Self-checkout Under Fire
Progressive Grocer captured the friction in the Ocean State between retailers and a proposed law that would limit the number of self-checkout lanes in grocery stores. The article referenced Rhode Island state representative Megan Cotter’s bill: “Self-checkout is a way grocery stores are avoiding paying employees by getting customers to do cashiers’ jobs for free. It seems only fair that if they are going to take on cashiers’ work, the customer should get something in return.” In the article, a spokesperson for the Rhode Island Food Dealers Association countered, “It is becoming increasingly difficult for grocers to staff their stores, and a result, a lot of these businesses are opting to find alternative solutions.”
Cocaine and a Smile
Eater detailed the tale of how the kola nut — and cocaine — worked their ways into Coca Cola’s original secret recipe.
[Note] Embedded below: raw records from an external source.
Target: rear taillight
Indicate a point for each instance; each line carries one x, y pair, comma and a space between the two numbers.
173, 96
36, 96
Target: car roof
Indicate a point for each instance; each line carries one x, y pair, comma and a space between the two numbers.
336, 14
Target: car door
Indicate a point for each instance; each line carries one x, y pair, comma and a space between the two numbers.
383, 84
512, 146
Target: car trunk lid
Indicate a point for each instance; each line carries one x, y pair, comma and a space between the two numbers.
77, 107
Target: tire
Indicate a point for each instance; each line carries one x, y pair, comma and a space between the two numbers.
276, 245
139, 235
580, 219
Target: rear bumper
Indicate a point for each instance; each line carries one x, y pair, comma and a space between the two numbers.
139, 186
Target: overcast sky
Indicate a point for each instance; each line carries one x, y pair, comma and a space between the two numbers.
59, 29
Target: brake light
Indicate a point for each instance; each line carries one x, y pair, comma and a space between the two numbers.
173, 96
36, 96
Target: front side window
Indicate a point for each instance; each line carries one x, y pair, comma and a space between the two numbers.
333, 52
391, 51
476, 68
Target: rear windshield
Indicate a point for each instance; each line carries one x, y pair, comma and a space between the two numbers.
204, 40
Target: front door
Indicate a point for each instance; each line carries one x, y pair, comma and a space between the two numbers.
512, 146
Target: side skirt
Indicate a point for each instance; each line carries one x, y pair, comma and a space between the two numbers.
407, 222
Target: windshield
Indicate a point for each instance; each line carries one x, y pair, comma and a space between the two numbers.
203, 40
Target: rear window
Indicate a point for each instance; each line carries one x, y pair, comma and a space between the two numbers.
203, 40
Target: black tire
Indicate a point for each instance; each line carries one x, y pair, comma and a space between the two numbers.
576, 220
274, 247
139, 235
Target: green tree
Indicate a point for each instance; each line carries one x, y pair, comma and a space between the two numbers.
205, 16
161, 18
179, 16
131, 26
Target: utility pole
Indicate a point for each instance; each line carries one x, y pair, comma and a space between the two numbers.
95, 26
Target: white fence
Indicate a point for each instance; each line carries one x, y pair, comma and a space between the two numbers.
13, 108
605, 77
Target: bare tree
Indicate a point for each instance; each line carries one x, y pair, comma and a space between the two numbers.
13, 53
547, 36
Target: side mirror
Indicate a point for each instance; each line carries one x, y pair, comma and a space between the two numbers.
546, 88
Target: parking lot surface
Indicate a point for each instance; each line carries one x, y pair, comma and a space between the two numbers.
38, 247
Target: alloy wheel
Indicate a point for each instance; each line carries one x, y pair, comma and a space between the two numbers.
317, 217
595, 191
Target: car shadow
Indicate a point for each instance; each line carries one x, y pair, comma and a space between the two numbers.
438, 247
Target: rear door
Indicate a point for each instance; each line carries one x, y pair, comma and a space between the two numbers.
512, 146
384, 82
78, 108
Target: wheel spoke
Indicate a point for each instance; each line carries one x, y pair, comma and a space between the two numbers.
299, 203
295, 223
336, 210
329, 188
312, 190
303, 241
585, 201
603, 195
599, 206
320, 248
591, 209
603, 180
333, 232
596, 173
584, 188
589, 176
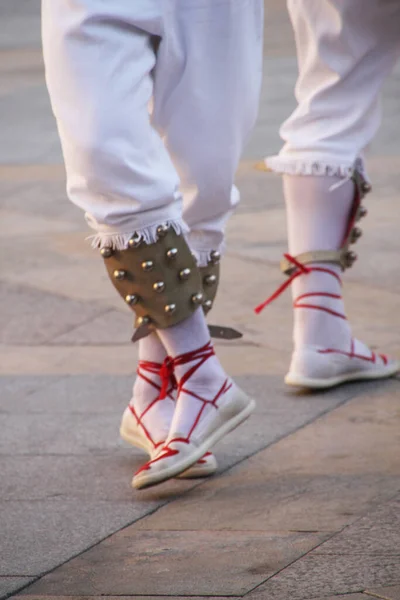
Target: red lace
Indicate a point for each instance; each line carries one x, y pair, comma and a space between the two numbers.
200, 356
303, 270
166, 389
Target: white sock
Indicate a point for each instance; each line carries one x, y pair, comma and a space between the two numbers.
155, 415
317, 217
207, 381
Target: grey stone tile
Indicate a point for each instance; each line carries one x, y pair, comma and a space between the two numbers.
72, 395
63, 433
27, 596
319, 478
291, 502
14, 391
387, 593
30, 317
315, 576
376, 534
12, 584
184, 563
360, 596
111, 328
40, 534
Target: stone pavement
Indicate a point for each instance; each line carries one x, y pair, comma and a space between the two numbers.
306, 503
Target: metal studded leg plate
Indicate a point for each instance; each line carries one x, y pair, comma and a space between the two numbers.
160, 282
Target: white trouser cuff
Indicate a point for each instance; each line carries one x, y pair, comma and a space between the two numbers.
148, 234
295, 166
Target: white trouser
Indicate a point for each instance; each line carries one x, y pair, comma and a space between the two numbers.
345, 50
200, 63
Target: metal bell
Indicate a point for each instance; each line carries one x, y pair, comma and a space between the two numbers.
362, 212
159, 286
172, 253
162, 230
143, 320
170, 308
147, 265
184, 274
355, 234
131, 299
350, 258
210, 279
135, 241
215, 256
198, 298
119, 274
106, 252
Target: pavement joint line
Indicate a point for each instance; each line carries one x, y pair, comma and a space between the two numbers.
377, 595
169, 501
334, 534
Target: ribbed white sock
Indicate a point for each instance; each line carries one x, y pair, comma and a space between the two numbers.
154, 414
317, 217
206, 381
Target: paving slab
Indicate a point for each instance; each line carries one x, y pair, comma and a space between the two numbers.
319, 478
10, 584
41, 597
378, 533
30, 317
205, 563
56, 528
315, 576
386, 593
344, 597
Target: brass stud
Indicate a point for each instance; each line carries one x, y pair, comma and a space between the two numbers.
350, 258
170, 308
147, 265
197, 298
119, 274
131, 299
210, 279
355, 234
215, 257
159, 286
172, 253
184, 274
362, 212
143, 320
106, 252
162, 230
135, 241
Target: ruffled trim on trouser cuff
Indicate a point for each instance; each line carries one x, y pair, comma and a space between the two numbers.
148, 234
203, 257
286, 166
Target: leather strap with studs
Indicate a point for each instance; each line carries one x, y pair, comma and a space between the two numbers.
344, 257
210, 280
160, 282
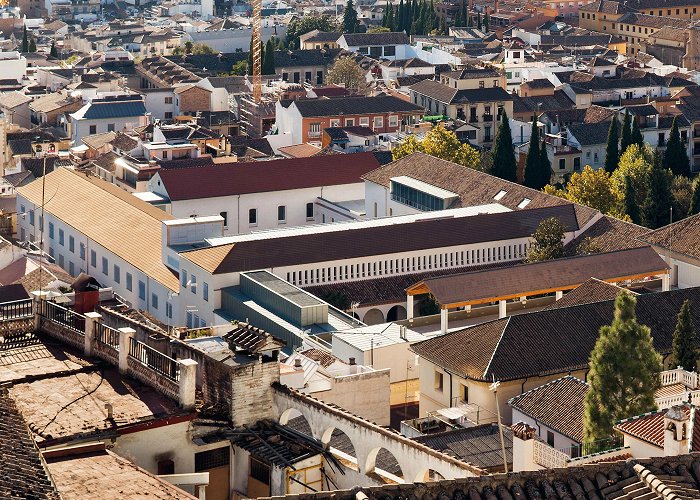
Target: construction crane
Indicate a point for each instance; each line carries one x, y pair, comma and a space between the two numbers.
257, 50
The article suggests the recipe is loosely based on Vin Mariani, a 19th century medicine made from red wine and cocaine consumed by Pope Leo XIII and President Ulysses S. Grant. “It was this beverage that the Coca-Cola’s founder — a morphine-addicted, down-on-his-luck Civil War veteran named John Pemberton — decided to copy, creating Pemberton’s French Wine Coca.”
Among Us
On March 1, The New York Times broke news of a lawsuit that alleges Jack Daniel’s barrel-aging process is responsible for a black mold found across Lincoln County, Tennessee. While an expert on the “whiskey fungus” explained that “the only way to stop it is to turn off its alcohol supply,” a Jack Daniel’s representative countered: “Could it be a nuisance? Yeah, sure. And it can easily be remedied by having it washed off.”